Re: curiosity: 'typeset -xr' vs. 'export -r'

2022-12-12 Thread Chet Ramey

On 12/11/22 9:37 PM, L A Walsh wrote:

  This is mostly a 'nit', but I noticed I had
    "typeset -xr"
  in one of my scripts to mean export+read-only and
  was wondering why
    "export -r"
  was disallowed (err message):

bash: export: -r: invalid option
export: usage: export [-fn] [name[=value] ...] or export -p

This seems to be an unnecessary "make-wrong", no? 


No. There's no compelling reason to provide it.

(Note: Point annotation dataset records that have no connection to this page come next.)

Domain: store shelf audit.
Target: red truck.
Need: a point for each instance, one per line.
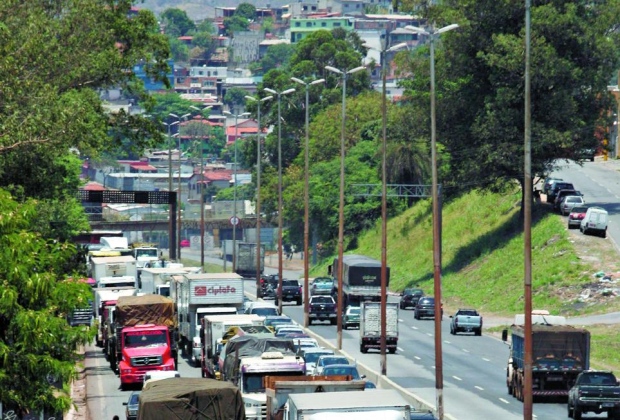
(145, 337)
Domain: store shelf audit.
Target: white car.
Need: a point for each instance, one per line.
(156, 375)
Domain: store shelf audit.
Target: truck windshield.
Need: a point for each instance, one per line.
(253, 382)
(145, 339)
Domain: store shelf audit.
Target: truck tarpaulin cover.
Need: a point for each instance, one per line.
(146, 309)
(190, 399)
(359, 270)
(558, 341)
(250, 346)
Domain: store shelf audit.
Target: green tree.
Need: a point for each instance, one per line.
(246, 10)
(36, 341)
(176, 22)
(480, 75)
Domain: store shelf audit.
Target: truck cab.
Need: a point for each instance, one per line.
(252, 371)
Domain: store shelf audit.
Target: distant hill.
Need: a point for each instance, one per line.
(202, 9)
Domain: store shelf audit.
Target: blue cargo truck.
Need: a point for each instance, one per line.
(559, 354)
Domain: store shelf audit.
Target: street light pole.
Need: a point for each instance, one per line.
(307, 197)
(202, 186)
(235, 219)
(171, 241)
(259, 255)
(384, 282)
(344, 74)
(279, 95)
(436, 218)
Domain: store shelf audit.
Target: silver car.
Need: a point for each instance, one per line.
(570, 201)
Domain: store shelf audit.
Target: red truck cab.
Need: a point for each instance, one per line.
(144, 347)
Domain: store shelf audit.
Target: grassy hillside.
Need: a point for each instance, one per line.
(482, 253)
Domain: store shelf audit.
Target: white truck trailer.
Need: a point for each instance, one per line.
(370, 326)
(199, 295)
(384, 404)
(122, 267)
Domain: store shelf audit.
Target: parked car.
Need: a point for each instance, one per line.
(291, 292)
(425, 308)
(282, 330)
(570, 201)
(557, 186)
(409, 298)
(351, 317)
(268, 287)
(466, 320)
(576, 215)
(559, 197)
(272, 321)
(595, 221)
(311, 355)
(322, 286)
(324, 361)
(131, 406)
(347, 369)
(549, 183)
(262, 309)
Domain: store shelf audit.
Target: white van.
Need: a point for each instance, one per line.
(595, 221)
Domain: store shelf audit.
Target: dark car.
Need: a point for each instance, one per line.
(131, 406)
(557, 186)
(549, 183)
(291, 292)
(340, 370)
(268, 287)
(409, 298)
(425, 308)
(576, 215)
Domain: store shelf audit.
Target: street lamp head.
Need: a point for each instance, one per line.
(447, 28)
(355, 70)
(417, 30)
(333, 69)
(296, 80)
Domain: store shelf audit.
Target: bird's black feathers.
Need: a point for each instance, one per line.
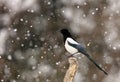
(78, 47)
(84, 52)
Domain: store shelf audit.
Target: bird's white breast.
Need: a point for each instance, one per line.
(69, 48)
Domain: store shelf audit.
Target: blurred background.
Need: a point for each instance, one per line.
(32, 48)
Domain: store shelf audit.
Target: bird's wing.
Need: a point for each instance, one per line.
(78, 47)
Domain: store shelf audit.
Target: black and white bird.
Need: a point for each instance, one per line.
(74, 47)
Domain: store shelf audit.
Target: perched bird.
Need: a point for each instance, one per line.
(74, 47)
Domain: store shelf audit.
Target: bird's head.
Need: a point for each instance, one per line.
(65, 33)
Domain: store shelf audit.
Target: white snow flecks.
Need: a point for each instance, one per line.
(79, 22)
(111, 35)
(113, 7)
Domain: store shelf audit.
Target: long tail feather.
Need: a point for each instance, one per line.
(96, 64)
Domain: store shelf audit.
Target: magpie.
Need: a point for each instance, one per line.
(74, 47)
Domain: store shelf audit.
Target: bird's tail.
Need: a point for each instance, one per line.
(96, 64)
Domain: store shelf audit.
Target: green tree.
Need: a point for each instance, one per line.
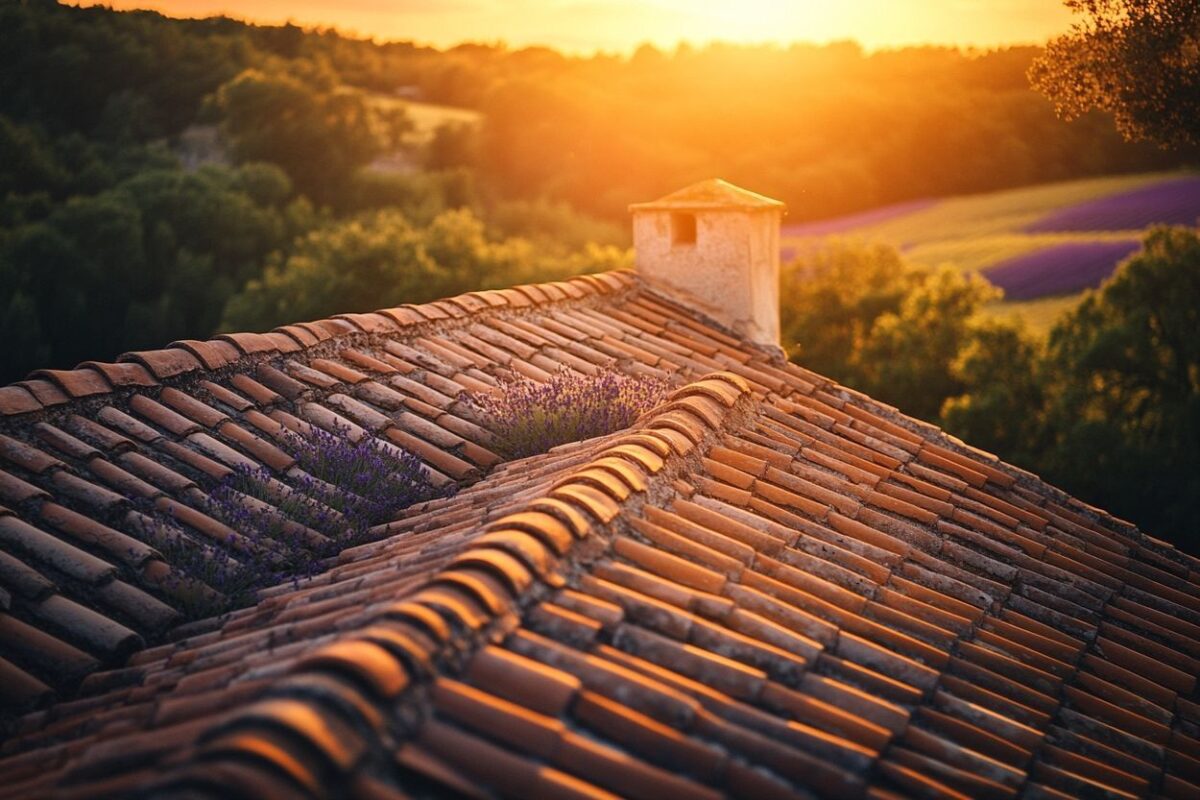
(318, 132)
(1001, 408)
(909, 358)
(829, 300)
(1138, 60)
(381, 258)
(1123, 377)
(862, 316)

You can already do this,
as you discovered, using a builtin whose purpose is to assign attributes
to variables.

--
``The lyf so short, the craft so long to lerne.'' - Chaucer
 ``Ars longa, vita brevis'' - Hippocrates
Chet Ramey, UTech, CWRUc...@case.eduhttp://tiswww.cwru.edu/~chet/




Re: curiosity: 'typeset -xr' vs. 'export -r'

2022-12-12 Thread L A Walsh




On 2022/12/11 20:47, Lawrence Velázquez wrote:

This happens because "declare"/"typeset" creates local variables
within functions.  Using -g works around this...

$ Export() { declare -gx "$@"; }
$ Export -r foo=1
$ declare -p foo
declare -rx foo="1"

...but now "Export" always creates global variables, rather than
scoping as "declare" and your alias-based version does.  On the
other hand, "export" also creates global variables, so in a sense
the workaround version is more consistent.

$ f() { export "$@"; }
$ f var=1
$ declare -p var
declare -x var="1"
  


I see, but you still can't use "-r" w/export, though I think
the -r flag would get dropped in any exported shell, though
in that case, one might expect an error if one uses "typeset -xr"
along the lines of "-r flag won't be exported".

Side curious: If one uses -g, does it cause the var to be defined
in all intervening functions as well as the top(global)
and current scope?

NOTE: The original question was about allowing "-r" with export:

$ f() { export "$@"; }
$ f -r var=1
export: -r: invalid option
export: usage: export [-fn] [name[=value] ...] or export -p

Seems like it would get rid of an unnecessary error message
and maybe, an inconsistency with "typeset -xr".  


Thanks for the info on using -g in the function.  I haven't
used -g too much since one of my machines still used bash-v3 and
I don't think -g appeared until 4.x (don't quote me on that though).